Roger Backhouse, a historian and philosopher of economics at the U.K.’s University of Birmingham, helps me out in his new book, The Puzzle of Modern Economics: Science or Ideology? I’ve been reading it over the past few weeks and at first I thought Backhouse was going to confirm my worst fear: that it is so difficult to employ scientific methods in understanding super-complex large-scale economic phenomena (like the U.S. economy) that ideology is pretty much necessary if you want to come to any useful conclusions about what’s going on or what should be done. Most scientific disciplines don’t have esteemed members regularly going after one another in the op-ed pages. Economics, in an important way, feels different.
But the more I read Backhouse’s book, the more I understood that it’s important to distinguish economics from economics as it is typically practiced. Backhouse shows how the current mathematics-heavy top-down approach to economics is not the only one. He traces the origin of the approach–which necessarily assumes that people are rational agents trying to optimize their resources–to the 1930s, but points out that it took some 30 years to really catch on. Before that, the field was rooted in empirical work. Theories tended to be tentative and not all-encompassing. Economists would gather data, and insight from other fields about how people behave (like psychology), in an attempt to come up with explanations about how the world works.
The current fashion, of course, is to come up with theories about how the world is supposed to work. The obvious problem: people aren’t always rational. They are, in fact, influenced by things like advertising and a sense of fairness. As a result, math-heavy top-down models can prove disastrously wrong. Backhouse notes that crises of economics are common. Before the recent financial crisis, it was the crisis of the 1970s and a struggle to account for oil price shocks, waning productivity and stagflation.
None of that means economics is fundamentally flawed. Just that we expect too much of it. Backhouse also runs through a few examples of economics working just beautifully. One example: the program in the U.S. in the 1990s to control acid-rain-causing emissions. Setting up a marketplace and letting companies trade permits was a smash success. Companies innovated and emissions came down. Backhouse explains that part of the reason this worked so well was that the economics profession created the environment its equations were meant to describe. And that environment–the marketplace–was relatively simple. The endeavor was worlds away from trying to use economics to capture the entire system of U.S. finance, or an even more complicated system like the economy itself.

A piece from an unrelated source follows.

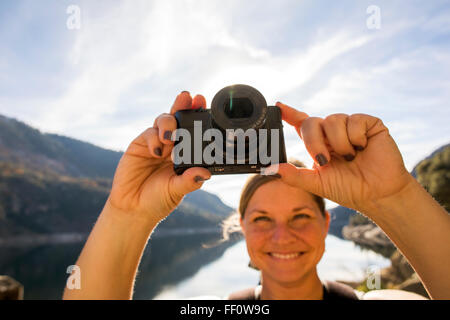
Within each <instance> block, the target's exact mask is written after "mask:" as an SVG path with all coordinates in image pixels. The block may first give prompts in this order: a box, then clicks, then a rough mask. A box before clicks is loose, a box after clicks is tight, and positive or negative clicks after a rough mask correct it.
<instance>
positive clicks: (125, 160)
mask: <svg viewBox="0 0 450 320" xmlns="http://www.w3.org/2000/svg"><path fill="white" fill-rule="evenodd" d="M205 107H206V101H205V98H204V97H202V96H196V97H195V98H194V99H192V98H191V96H190V94H189V93H188V92H182V93H180V94H179V95H178V96H177V98H176V100H175V102H174V104H173V106H172V109H171V113H170V114H162V115H160V116H159V117H158V118H157V119H156V120H155V122H154V124H153V127H152V128H149V129H147V130H146V131H144V132H143V133H142V134H141V135H140V136H139V137H137V138H136V139H135V140H134V141H133V142H132V143H131V144H130V146H129V147H128V149H127V151H126V152H125V154H124V155H123V157H122V159H121V160H120V162H119V165H118V167H117V170H116V173H115V175H114V181H113V186H112V190H111V194H110V196H109V198H108V200H107V202H106V204H105V206H104V208H103V211H102V212H101V214H100V216H99V218H98V220H97V222H96V224H95V226H94V228H93V230H92V232H91V234H90V235H89V238H88V240H87V242H86V244H85V246H84V248H83V250H82V252H81V255H80V257H79V258H78V261H77V262H76V265H77V266H78V267H79V268H80V269H79V270H80V272H81V289H68V288H65V290H64V297H63V298H64V299H131V298H132V295H133V285H134V279H135V277H136V272H137V268H138V265H139V262H140V259H141V256H142V253H143V251H144V248H145V246H146V244H147V241H148V239H149V237H150V234H151V233H152V231H153V229H154V228H155V227H156V225H157V224H158V223H159V222H160V221H161V220H162V219H164V218H165V217H167V216H168V215H169V214H170V212H172V211H173V210H174V209H175V207H176V206H177V205H178V204H179V203H180V201H181V199H182V198H183V196H184V195H185V194H187V193H189V192H191V191H194V190H196V189H198V188H200V187H201V185H202V184H203V181H205V180H207V179H209V178H210V176H211V175H210V173H209V171H208V170H206V169H204V168H190V169H188V170H186V171H185V172H184V173H183V175H181V176H177V175H175V173H174V171H173V167H172V166H173V163H172V161H171V151H172V148H173V142H172V141H171V134H172V132H173V131H174V130H175V129H176V120H175V118H174V117H173V114H174V113H175V112H176V111H178V110H182V109H190V108H205Z"/></svg>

And when you think about it, it is a little odd that we think economics would be able to do these things. After all, the economy is as much a product of sociology and policy as it is pure-form economics. Yet we’d not expect a sociologist or a political scientist to be able to write a computer model to accurately capture system-wide decision-making. The conclusion I’ve come to: while economists may have an important perspective on whether it’s time for stimulus or austerity, maybe we should stop looking to them as if they are people who are in the ultimate position to know.